To make HRIAs mandatory under the AI Act and the Digital Services Act, no major changes would be necessary. Brandie Nonnecke and Philip Dawson proposed concrete ways to accomplish this, including a revision of Article 9 of the AI Act “to make the assessment of AI systems’ human rights risks an explicit feature of high-risk providers’ risk management systems.”
This idea has been echoed by members of the European Parliament. Indeed, European Parliament co-rapporteurs Brando Benifei and Dragoş Tudorache circulated a new batch of amendments on Jan. 9. Under these new amendments, a fundamental rights impact assessment would be required for all users of high-risk AI systems. This would show that when it comes to AI, Europe takes its commitment to human rights seriously.
As for the Digital Services Act, Nonnecke and Dawson recommend that its Article 26—which requires that very large online platforms conduct risk assessments—be interpreted as connected to the obligation to conduct organization-wide human rights due diligence processes under international law. This is not a substantial change, merely a clarification. Indeed, Article 26 already requires that very large online providers assess their platforms’ impacts on many enumerated fundamental rights. All that would be needed is to unambiguously affirm that this provision flows from the U.N. Guiding Principles on Business and Human Rights, which is the document that gave rise to HRIAs’ popularity after being endorsed by the U.N. Human Rights Council.
Now, of course, all of this is easier said than done.
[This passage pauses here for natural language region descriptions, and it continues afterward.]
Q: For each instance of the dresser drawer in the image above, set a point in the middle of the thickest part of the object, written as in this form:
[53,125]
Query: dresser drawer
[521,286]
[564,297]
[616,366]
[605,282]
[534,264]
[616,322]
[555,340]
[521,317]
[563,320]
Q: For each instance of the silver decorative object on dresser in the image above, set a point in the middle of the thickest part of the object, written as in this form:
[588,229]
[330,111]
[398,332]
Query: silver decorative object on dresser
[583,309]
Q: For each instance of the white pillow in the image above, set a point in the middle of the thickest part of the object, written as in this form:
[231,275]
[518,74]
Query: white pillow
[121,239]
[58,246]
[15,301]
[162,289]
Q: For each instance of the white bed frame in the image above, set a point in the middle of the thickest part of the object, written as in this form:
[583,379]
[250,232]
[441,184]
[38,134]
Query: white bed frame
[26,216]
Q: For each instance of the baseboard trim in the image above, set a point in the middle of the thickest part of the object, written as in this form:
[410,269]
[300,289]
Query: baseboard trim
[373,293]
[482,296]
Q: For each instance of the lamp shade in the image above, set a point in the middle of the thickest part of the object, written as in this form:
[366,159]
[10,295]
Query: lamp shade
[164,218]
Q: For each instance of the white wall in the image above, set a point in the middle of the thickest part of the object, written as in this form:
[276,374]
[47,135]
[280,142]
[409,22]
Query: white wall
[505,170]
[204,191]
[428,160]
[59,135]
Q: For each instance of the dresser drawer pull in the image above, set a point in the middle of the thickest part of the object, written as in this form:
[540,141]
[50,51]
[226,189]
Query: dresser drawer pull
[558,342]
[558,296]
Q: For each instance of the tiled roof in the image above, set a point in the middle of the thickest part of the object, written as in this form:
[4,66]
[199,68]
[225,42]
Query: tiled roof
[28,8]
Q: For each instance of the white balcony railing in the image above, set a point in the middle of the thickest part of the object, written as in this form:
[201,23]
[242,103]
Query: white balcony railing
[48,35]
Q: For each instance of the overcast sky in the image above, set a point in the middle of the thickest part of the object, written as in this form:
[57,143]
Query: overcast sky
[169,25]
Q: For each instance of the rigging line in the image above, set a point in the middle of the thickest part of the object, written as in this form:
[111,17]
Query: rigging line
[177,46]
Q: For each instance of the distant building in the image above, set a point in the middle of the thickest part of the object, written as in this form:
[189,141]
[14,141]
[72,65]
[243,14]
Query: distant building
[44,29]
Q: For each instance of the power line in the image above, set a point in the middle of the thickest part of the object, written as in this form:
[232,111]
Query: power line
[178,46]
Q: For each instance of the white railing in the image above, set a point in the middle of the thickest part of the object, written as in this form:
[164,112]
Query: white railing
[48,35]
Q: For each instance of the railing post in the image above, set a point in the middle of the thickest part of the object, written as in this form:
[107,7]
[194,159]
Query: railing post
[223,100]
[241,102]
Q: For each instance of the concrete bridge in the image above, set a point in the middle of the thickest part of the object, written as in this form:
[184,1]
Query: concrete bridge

A fair amount of work is still needed before HRIAs for AI are ready for prime time. Collaboration with academia, civil society, standardization bodies, and tech companies will be needed to define what HRIAs for AI should look like.
But this is the path forward.
This inclusion of human rights considerations in the AI Bill of Rights, the AI Act, and the Digital Services Act marks a significant milestone. Now, in order for it to be truly impactful, these commitments toward human rights must also reflect on the operational mechanisms that legislators are promoting. As for the next step? Policymakers and stakeholders must build a strong culture of human rights impact assessment for AI with government-supported processes that account for human rights—all of them, not only privacy and anti-discrimination.